- Promotional poster
- Genre: Drama
- Created by: Krish Jagarlamudi
- Written by: Krish Jagarlamudi
- Directed by: Ajay Bhuyan
- Starring: Navdeep; Hebah Patel; Bindu Madhavi; Chandini Chowdary; Akshara Gowda; Raja Chembolu;
- Composer: Smaran
- Country of origin: India
- Original language: Telugu
- No. of seasons: 1
- No. of episodes: 8

Original release
- Network: Aha
- Release: 8 February 2020

= Masti's =

Masti's is a 2020 Indian Telugu-language drama streaming television miniseries written by Krish Jagarlamudi and directed by Ajay Bhuyan. It stars
Navdeep, Hebah Patel, Bindu Madhavi, Chandini Chowdary, Akshara Gowda and Raja Chembolu.

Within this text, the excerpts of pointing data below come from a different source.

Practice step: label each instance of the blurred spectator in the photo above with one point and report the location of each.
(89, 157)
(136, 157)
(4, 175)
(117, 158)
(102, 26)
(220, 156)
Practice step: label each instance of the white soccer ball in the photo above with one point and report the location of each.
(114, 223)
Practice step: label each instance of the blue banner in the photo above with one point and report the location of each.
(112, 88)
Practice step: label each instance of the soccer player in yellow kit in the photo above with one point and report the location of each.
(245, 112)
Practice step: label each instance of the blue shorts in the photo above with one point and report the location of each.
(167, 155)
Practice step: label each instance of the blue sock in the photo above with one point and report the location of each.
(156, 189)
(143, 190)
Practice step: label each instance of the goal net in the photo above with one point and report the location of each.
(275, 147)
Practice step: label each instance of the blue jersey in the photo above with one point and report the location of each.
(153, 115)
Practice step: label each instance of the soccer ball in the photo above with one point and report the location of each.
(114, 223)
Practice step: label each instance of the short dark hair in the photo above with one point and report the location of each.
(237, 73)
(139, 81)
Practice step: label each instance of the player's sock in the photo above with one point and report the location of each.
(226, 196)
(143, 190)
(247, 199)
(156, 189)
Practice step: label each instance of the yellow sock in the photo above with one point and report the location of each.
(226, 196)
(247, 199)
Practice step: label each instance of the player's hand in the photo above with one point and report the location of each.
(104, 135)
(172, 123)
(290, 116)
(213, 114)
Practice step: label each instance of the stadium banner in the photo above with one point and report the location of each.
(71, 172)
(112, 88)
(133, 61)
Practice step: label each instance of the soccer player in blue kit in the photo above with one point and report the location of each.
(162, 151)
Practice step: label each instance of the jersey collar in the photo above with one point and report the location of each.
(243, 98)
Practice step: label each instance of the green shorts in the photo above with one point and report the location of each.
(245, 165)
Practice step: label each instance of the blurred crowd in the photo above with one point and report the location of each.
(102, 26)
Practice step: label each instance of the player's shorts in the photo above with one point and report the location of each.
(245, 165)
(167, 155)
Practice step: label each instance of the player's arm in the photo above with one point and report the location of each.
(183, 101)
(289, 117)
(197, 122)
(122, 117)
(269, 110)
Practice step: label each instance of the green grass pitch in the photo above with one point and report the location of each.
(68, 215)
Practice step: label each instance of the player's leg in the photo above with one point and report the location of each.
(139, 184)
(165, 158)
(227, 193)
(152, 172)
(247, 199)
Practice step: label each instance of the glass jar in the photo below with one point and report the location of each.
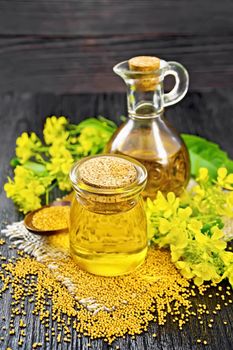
(108, 226)
(146, 135)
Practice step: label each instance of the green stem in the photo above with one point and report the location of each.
(49, 189)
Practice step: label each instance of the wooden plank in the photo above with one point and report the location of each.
(98, 17)
(62, 65)
(207, 114)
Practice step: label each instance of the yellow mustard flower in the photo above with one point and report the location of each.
(26, 189)
(54, 130)
(27, 146)
(224, 180)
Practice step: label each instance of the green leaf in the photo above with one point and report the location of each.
(204, 153)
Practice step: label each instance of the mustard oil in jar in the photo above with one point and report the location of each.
(108, 228)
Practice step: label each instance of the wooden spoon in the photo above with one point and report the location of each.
(29, 217)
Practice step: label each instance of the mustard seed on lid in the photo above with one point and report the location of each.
(107, 172)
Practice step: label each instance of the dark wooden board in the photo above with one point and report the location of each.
(78, 64)
(207, 114)
(71, 46)
(97, 17)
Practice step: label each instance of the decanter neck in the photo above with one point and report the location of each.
(145, 104)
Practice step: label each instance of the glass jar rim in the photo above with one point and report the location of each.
(137, 185)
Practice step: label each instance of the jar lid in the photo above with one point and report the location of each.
(107, 174)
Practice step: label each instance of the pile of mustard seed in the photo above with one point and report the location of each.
(107, 172)
(102, 307)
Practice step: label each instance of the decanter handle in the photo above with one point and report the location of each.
(181, 83)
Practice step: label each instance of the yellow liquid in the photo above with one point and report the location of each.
(160, 150)
(108, 244)
(170, 174)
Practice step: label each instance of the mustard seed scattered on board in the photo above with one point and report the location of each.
(51, 218)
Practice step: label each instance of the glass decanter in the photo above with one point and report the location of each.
(146, 135)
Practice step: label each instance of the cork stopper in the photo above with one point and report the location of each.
(147, 82)
(144, 63)
(107, 172)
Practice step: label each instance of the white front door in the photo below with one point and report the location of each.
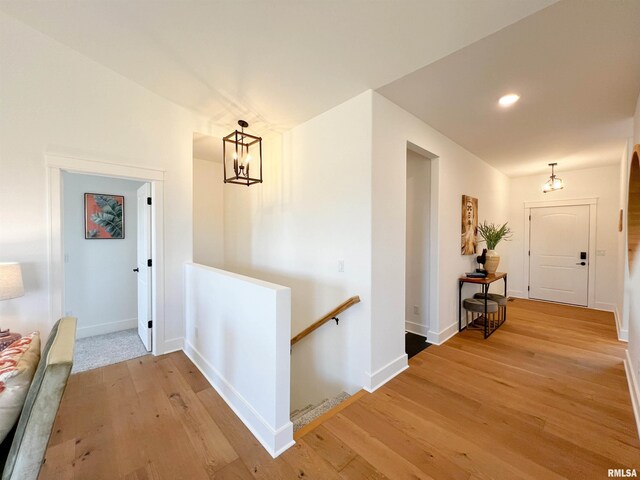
(558, 259)
(143, 268)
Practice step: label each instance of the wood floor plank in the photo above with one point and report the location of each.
(545, 397)
(329, 447)
(258, 461)
(360, 469)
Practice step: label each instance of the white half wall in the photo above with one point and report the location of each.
(601, 183)
(238, 332)
(312, 212)
(208, 213)
(56, 101)
(100, 285)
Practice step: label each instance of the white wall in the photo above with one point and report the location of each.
(208, 213)
(100, 285)
(417, 259)
(238, 334)
(622, 300)
(56, 100)
(601, 183)
(313, 210)
(632, 289)
(455, 172)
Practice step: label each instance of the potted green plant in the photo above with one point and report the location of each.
(492, 234)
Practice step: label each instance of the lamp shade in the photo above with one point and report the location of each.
(10, 281)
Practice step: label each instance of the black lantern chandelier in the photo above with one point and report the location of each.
(554, 182)
(242, 154)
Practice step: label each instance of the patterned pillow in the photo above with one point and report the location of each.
(18, 363)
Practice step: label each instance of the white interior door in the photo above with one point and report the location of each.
(559, 249)
(143, 268)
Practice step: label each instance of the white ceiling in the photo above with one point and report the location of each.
(280, 62)
(273, 63)
(576, 66)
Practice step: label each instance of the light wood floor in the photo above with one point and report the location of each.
(545, 397)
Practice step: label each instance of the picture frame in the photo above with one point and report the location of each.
(469, 223)
(103, 216)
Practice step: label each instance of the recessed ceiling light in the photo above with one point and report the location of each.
(509, 99)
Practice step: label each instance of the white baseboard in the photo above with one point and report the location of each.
(623, 334)
(173, 345)
(605, 307)
(109, 327)
(438, 338)
(275, 441)
(634, 389)
(375, 380)
(416, 328)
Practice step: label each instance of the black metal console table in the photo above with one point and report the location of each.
(484, 283)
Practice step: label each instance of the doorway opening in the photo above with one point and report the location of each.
(418, 255)
(107, 286)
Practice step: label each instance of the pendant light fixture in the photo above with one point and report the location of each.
(242, 157)
(554, 183)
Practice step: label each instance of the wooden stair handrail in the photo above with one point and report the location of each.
(329, 316)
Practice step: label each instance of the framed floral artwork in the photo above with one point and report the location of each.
(103, 216)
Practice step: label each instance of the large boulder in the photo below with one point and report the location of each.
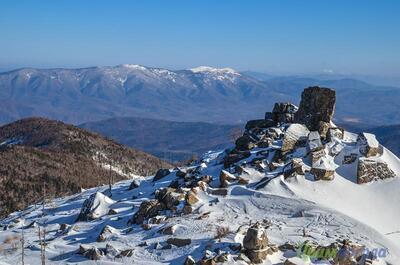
(283, 113)
(96, 206)
(147, 209)
(369, 170)
(317, 105)
(256, 244)
(369, 146)
(314, 141)
(294, 135)
(262, 123)
(324, 168)
(163, 172)
(244, 143)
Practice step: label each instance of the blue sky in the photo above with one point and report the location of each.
(270, 36)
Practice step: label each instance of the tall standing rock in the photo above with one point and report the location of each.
(317, 105)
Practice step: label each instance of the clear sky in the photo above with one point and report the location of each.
(349, 36)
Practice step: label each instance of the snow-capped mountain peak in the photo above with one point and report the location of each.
(208, 69)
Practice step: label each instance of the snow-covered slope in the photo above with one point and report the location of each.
(204, 210)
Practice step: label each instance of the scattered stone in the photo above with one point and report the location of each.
(295, 135)
(256, 244)
(218, 192)
(191, 198)
(369, 146)
(105, 232)
(189, 261)
(181, 173)
(169, 197)
(147, 209)
(146, 226)
(187, 209)
(348, 159)
(179, 242)
(314, 141)
(161, 173)
(370, 170)
(261, 124)
(283, 113)
(335, 133)
(134, 184)
(235, 157)
(225, 177)
(96, 206)
(324, 169)
(317, 104)
(243, 181)
(125, 253)
(92, 253)
(169, 230)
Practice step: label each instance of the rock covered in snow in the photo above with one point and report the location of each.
(369, 170)
(369, 146)
(283, 112)
(324, 168)
(163, 172)
(96, 206)
(295, 134)
(314, 141)
(317, 105)
(256, 244)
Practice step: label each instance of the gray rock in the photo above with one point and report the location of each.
(314, 141)
(295, 134)
(317, 105)
(266, 123)
(161, 173)
(179, 242)
(370, 170)
(369, 146)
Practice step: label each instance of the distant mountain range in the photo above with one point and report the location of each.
(177, 141)
(35, 151)
(207, 94)
(172, 141)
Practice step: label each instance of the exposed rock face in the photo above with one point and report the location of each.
(324, 169)
(235, 157)
(147, 209)
(244, 143)
(317, 105)
(96, 206)
(369, 146)
(295, 134)
(225, 177)
(266, 123)
(369, 170)
(161, 173)
(283, 113)
(314, 141)
(179, 242)
(256, 244)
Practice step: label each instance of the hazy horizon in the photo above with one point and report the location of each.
(285, 37)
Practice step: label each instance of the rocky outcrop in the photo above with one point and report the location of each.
(163, 172)
(147, 209)
(317, 105)
(369, 146)
(295, 134)
(255, 244)
(324, 168)
(96, 206)
(282, 113)
(314, 141)
(369, 170)
(266, 123)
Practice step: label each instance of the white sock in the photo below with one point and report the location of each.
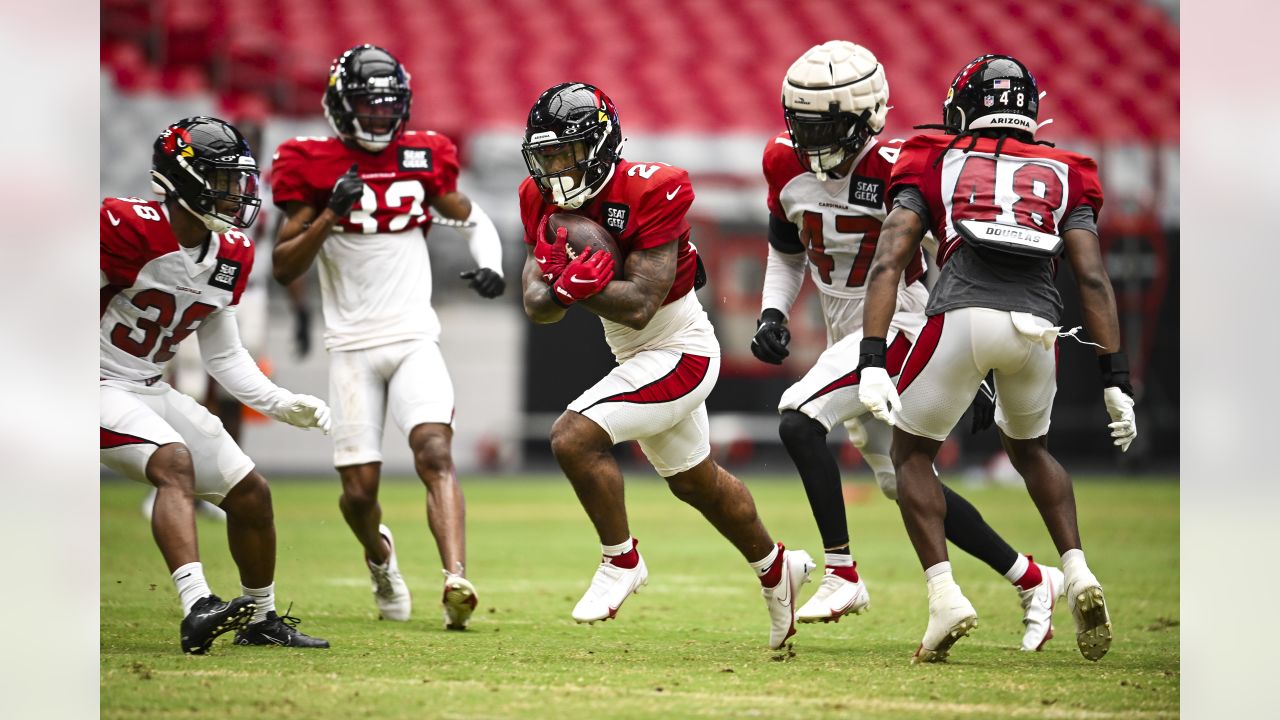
(190, 580)
(938, 575)
(264, 601)
(1019, 569)
(621, 548)
(839, 559)
(763, 565)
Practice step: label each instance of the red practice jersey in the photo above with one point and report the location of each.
(398, 181)
(152, 291)
(644, 205)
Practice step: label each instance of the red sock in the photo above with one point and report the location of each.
(846, 573)
(627, 560)
(1031, 578)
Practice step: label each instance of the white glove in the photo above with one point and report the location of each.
(878, 393)
(1124, 424)
(305, 411)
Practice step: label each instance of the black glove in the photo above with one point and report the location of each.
(485, 282)
(301, 332)
(983, 406)
(772, 337)
(1115, 372)
(346, 192)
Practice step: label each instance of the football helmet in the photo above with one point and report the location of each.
(368, 98)
(572, 142)
(992, 92)
(208, 165)
(835, 99)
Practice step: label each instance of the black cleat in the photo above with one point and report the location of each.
(210, 618)
(278, 629)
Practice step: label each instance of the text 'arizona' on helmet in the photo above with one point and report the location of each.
(368, 99)
(572, 142)
(992, 92)
(835, 99)
(209, 167)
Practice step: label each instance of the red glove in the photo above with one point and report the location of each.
(584, 277)
(551, 258)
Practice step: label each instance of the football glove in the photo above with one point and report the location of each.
(346, 192)
(304, 411)
(551, 258)
(772, 337)
(584, 277)
(983, 406)
(485, 282)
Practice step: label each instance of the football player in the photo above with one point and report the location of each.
(169, 269)
(357, 201)
(827, 176)
(1004, 208)
(667, 352)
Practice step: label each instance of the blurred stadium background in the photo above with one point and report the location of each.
(696, 83)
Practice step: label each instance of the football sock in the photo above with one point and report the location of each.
(1025, 573)
(190, 580)
(264, 601)
(768, 568)
(970, 533)
(805, 441)
(622, 555)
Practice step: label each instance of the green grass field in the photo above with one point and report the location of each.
(693, 643)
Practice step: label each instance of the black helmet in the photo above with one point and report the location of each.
(368, 87)
(208, 165)
(572, 127)
(993, 92)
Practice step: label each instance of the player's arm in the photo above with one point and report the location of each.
(632, 301)
(481, 237)
(899, 245)
(305, 228)
(539, 304)
(227, 360)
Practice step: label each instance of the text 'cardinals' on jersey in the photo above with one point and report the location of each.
(839, 219)
(643, 206)
(152, 291)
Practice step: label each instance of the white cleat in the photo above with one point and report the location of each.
(951, 616)
(835, 598)
(611, 587)
(1038, 606)
(391, 593)
(1089, 611)
(781, 597)
(460, 601)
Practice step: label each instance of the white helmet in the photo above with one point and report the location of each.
(835, 99)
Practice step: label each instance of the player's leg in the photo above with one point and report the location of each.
(357, 400)
(1024, 402)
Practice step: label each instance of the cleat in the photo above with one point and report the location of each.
(460, 601)
(391, 592)
(1089, 611)
(951, 616)
(278, 630)
(210, 618)
(611, 586)
(781, 597)
(1038, 606)
(833, 600)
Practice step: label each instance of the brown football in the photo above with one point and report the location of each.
(583, 233)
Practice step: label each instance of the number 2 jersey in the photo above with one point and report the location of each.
(375, 273)
(154, 292)
(1032, 186)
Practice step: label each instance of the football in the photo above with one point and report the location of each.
(583, 233)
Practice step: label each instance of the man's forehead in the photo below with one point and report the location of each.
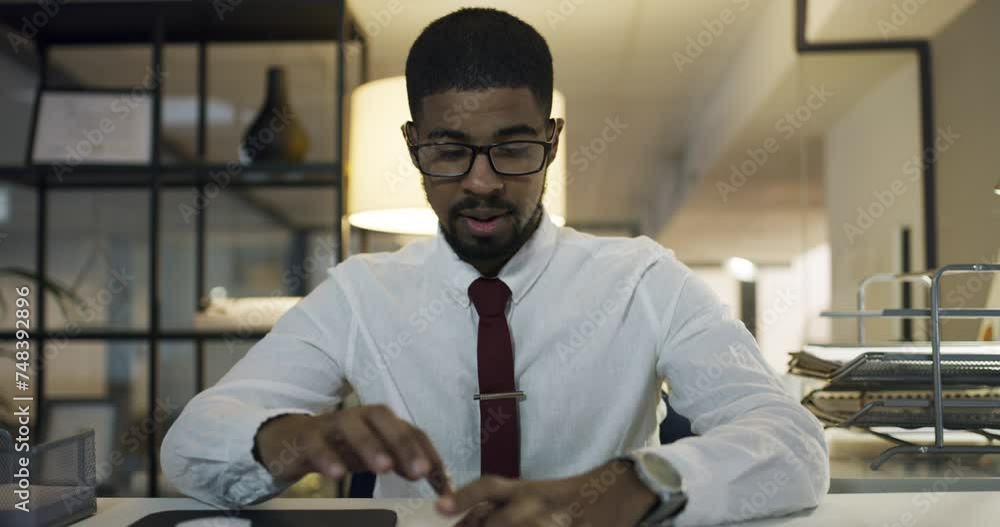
(481, 114)
(519, 102)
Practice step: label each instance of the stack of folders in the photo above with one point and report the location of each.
(873, 386)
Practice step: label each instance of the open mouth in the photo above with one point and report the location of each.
(484, 223)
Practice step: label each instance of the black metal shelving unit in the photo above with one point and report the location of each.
(158, 23)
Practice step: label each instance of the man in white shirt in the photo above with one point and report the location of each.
(510, 366)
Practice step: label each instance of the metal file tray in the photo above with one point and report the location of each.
(878, 369)
(939, 373)
(963, 409)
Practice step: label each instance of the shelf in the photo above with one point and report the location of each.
(314, 174)
(914, 313)
(125, 334)
(185, 22)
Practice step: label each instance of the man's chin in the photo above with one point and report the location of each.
(473, 247)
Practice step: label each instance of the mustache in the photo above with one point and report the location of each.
(473, 202)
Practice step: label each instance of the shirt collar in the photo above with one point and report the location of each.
(519, 273)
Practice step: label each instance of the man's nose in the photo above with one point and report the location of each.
(481, 178)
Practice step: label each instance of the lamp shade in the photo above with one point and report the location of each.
(384, 191)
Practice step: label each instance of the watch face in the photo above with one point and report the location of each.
(661, 470)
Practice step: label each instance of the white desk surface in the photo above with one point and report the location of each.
(927, 509)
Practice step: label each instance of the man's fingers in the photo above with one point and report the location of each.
(522, 510)
(353, 433)
(477, 515)
(323, 458)
(437, 475)
(401, 441)
(493, 489)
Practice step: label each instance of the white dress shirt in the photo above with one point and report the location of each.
(598, 325)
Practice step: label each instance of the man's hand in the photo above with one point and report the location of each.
(364, 438)
(610, 495)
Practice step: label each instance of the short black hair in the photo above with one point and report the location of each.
(475, 49)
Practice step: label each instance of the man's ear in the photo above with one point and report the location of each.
(410, 137)
(558, 126)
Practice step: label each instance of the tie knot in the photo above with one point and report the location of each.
(489, 295)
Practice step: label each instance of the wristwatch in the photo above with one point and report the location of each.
(660, 477)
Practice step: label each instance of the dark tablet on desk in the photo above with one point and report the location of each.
(274, 518)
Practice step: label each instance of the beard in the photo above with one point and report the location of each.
(491, 248)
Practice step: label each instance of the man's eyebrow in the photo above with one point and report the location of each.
(447, 133)
(458, 135)
(517, 129)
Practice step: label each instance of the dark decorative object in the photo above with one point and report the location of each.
(276, 134)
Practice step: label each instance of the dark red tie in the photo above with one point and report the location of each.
(499, 434)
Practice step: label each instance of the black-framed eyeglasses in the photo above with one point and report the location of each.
(452, 159)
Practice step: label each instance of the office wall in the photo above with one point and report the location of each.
(873, 190)
(967, 85)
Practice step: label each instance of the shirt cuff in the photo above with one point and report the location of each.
(253, 482)
(696, 482)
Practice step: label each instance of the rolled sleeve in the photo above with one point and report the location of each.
(757, 451)
(208, 452)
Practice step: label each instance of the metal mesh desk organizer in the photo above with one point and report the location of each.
(63, 482)
(909, 385)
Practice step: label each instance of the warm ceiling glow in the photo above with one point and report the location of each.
(384, 191)
(741, 269)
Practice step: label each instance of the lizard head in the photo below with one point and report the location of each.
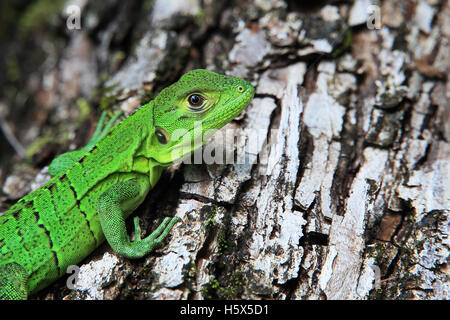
(187, 113)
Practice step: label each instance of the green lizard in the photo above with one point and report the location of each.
(93, 190)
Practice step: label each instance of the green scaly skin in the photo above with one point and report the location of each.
(93, 190)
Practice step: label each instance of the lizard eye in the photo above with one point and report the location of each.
(195, 102)
(162, 136)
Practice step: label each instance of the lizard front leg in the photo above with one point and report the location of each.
(113, 205)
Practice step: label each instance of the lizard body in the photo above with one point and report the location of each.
(93, 190)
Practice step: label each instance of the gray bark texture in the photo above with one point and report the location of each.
(342, 188)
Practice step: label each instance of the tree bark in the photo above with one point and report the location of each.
(338, 188)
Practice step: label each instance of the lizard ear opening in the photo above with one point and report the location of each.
(162, 136)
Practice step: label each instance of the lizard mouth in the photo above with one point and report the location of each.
(231, 109)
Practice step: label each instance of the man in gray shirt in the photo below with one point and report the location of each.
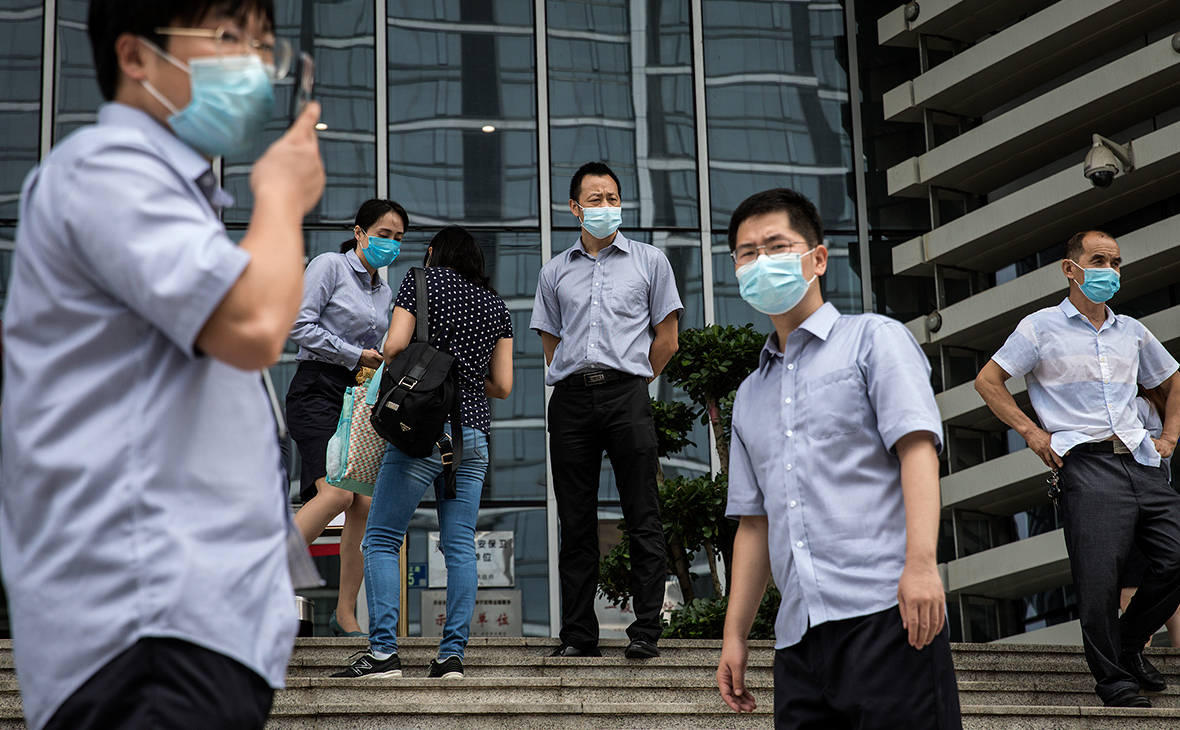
(608, 313)
(143, 514)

The series released to mixed to positive reviews from critics.

==Cast==
- Navdeep as Pranav
- Raja Chembolu as Anand
- Hebah Patel as Tanya
- Bindu Madhavi as Gowri
- Chandini Chowdary as Lekha
- Akshara Gowda as Simran
- Siddharth Gollapudi as Deepak

==Soundtrack==
The music was composed by Smaran.

Track listing
| No. | Title | Lyrics | Singer(s) | Length |
|---|---|---|---|---|
| 1. | "Theme/Kuduruga Nilavani" | Niklesh Sunkoji | Damini Bhatla, Krishna |  |
| 2. | "Good Old Blues" | Smaran | Damini |  |
| 3. | "Feels Good" | Smaran | Damini, Smaran |  |
| 4. | "Just a Matter of Time & Pretty Babe" | Smaran | Venu |  |
| 5. | "Khali Peeli" | Niklesh Sunkoji | Smaran |  |
| 6. | "Rock Paper Scissors" |  | Taniya, Karthik, Dinesh Bunty, Rishi |  |
| Total length: |  |  |  | 33:08 |

==Reception==
Neeshita Nyayapati of The Times of India rated the series 2 1/2 out of 5 and wrote that "Masti’s is one of those rare shows that manage to humanise its flawed characters without glorifying them. Each of them come with their own set of problems and every single one of them get closure. But it's due to lacking emotional depth such characters warrant, the series passes muster".

On the contrary, Srivathsan Nadadhur of Binged rated the series six out of ten and wrote that "Masti’s is the closest that the Telugu digital space has got in representing the concerns of an urban lot right".